Somente com autorização, por escrito e assinada, do agente alienante (banco ou outra instituição financeira).
A venda sem autorização do banco, mesmo que seja através de contrato de compra e venda registrado em cartório, somente terá validade entre o “vendedor” e o “comprador”. Não terá validade para o banco que financiou, para o Detran ou para qualquer outra pessoa.
No caso de veículo alienado, o real responsável pelo veículo continua sendo o contratante do financiamento, que permanece responsável pelo pagamento das prestações do financiamento, pelos pagamentos de impostos (IPVA etc), multas e acidentes de trânsito causados por quem estiver de posse do veículo, já que não é possível promover a transferência de documentos nos órgãos de trânsito.
Ou seja, se a pessoa para a qual o bem alienado (veículo etc) for “vendido” não pagar as prestações do mesmo, o banco cobrará do contratante do financiamento e não do “comprador”, colocando seu nome no SPC e SERASA em caso de dívidas e entrando com processo de busca e apreensão contra este.
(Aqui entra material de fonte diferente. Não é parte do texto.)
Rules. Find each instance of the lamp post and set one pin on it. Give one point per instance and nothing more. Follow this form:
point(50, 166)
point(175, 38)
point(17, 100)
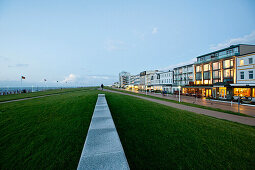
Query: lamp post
point(179, 94)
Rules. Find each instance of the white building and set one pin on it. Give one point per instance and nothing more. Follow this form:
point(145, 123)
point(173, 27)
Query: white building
point(124, 79)
point(162, 81)
point(245, 76)
point(183, 75)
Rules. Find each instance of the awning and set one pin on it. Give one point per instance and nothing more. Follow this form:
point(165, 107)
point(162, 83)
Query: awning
point(242, 85)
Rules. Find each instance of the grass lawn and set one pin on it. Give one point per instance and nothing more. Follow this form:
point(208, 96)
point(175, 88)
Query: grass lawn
point(155, 136)
point(184, 103)
point(49, 133)
point(45, 133)
point(34, 94)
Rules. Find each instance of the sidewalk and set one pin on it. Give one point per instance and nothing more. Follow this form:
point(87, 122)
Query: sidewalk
point(235, 118)
point(248, 110)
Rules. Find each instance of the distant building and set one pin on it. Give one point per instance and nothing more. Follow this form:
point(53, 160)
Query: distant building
point(162, 81)
point(124, 79)
point(216, 71)
point(183, 75)
point(245, 76)
point(116, 84)
point(134, 82)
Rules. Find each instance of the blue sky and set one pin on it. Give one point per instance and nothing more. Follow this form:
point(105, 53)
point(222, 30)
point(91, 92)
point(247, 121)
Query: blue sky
point(89, 42)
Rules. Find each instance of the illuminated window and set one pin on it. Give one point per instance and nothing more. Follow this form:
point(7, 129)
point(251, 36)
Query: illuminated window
point(198, 68)
point(216, 74)
point(206, 67)
point(242, 75)
point(228, 63)
point(206, 75)
point(241, 62)
point(198, 76)
point(250, 60)
point(228, 73)
point(250, 74)
point(216, 66)
point(206, 81)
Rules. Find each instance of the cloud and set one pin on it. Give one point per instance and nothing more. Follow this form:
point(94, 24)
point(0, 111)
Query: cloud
point(70, 78)
point(154, 30)
point(180, 64)
point(19, 65)
point(113, 45)
point(247, 39)
point(4, 58)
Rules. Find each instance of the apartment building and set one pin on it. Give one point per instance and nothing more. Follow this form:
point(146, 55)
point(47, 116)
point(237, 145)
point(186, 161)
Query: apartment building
point(215, 71)
point(162, 81)
point(124, 79)
point(134, 82)
point(183, 75)
point(245, 76)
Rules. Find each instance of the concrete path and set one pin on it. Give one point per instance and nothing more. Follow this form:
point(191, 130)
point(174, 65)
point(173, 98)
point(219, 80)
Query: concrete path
point(235, 118)
point(28, 98)
point(245, 109)
point(102, 148)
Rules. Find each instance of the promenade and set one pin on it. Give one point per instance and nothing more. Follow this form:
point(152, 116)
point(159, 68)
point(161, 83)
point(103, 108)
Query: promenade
point(230, 117)
point(245, 109)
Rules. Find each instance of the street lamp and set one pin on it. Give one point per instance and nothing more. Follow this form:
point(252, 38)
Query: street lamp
point(179, 93)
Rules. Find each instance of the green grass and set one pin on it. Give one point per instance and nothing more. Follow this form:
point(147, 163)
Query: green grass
point(183, 103)
point(34, 94)
point(49, 133)
point(45, 133)
point(155, 136)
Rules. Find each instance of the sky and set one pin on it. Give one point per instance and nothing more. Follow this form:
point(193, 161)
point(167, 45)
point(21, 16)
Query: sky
point(88, 42)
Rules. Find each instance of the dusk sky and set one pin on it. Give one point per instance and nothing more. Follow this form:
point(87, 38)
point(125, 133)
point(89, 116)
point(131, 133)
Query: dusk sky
point(89, 42)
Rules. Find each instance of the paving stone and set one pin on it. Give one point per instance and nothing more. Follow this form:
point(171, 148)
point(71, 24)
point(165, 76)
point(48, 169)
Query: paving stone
point(102, 123)
point(102, 148)
point(110, 161)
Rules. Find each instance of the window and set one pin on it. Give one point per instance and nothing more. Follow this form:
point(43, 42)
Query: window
point(228, 73)
point(241, 62)
point(216, 74)
point(250, 60)
point(198, 76)
point(198, 68)
point(206, 75)
point(242, 75)
point(228, 63)
point(216, 66)
point(206, 67)
point(250, 74)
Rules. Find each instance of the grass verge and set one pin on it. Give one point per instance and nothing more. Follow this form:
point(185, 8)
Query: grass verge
point(45, 133)
point(35, 94)
point(155, 136)
point(183, 103)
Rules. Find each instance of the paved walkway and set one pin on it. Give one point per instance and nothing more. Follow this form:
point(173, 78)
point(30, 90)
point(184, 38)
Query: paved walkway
point(235, 118)
point(249, 110)
point(102, 148)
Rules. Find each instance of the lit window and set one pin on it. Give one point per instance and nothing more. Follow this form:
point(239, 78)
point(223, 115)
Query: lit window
point(250, 74)
point(228, 63)
point(242, 75)
point(206, 67)
point(228, 73)
point(250, 60)
point(198, 68)
point(241, 62)
point(216, 66)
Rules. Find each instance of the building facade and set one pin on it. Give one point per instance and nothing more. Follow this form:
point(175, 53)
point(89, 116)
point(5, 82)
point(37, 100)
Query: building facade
point(214, 72)
point(124, 79)
point(183, 75)
point(245, 76)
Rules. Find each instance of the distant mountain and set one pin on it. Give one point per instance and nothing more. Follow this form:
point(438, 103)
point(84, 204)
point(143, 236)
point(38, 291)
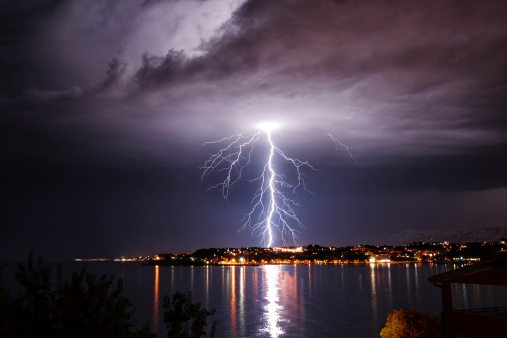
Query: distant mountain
point(489, 234)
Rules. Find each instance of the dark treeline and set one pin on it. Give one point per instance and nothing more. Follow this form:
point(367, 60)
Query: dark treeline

O mesmo serve para multas e impostos, assim como para acidentes de trânsito, pois em casos de acidentes a pessoa que consta como contratante no contrato de alienação (financiamento) é que responderá pelos prejuízos causados a terceiros, criminal e civilmente (nos casos de indenização por danos materiais e morais causados pelo acidente com o veículo)
Além disso, a pessoa que vender sem autorização do banco, fica sujeito a ser processado criminalmente por estelionato, pois esta venda é proibida pela lei que regula a alienação fiduciária, e, havendo ação de busca e apreensão, quando não for encontrado o bem (veículo), pode ser considerado como depositário infiel.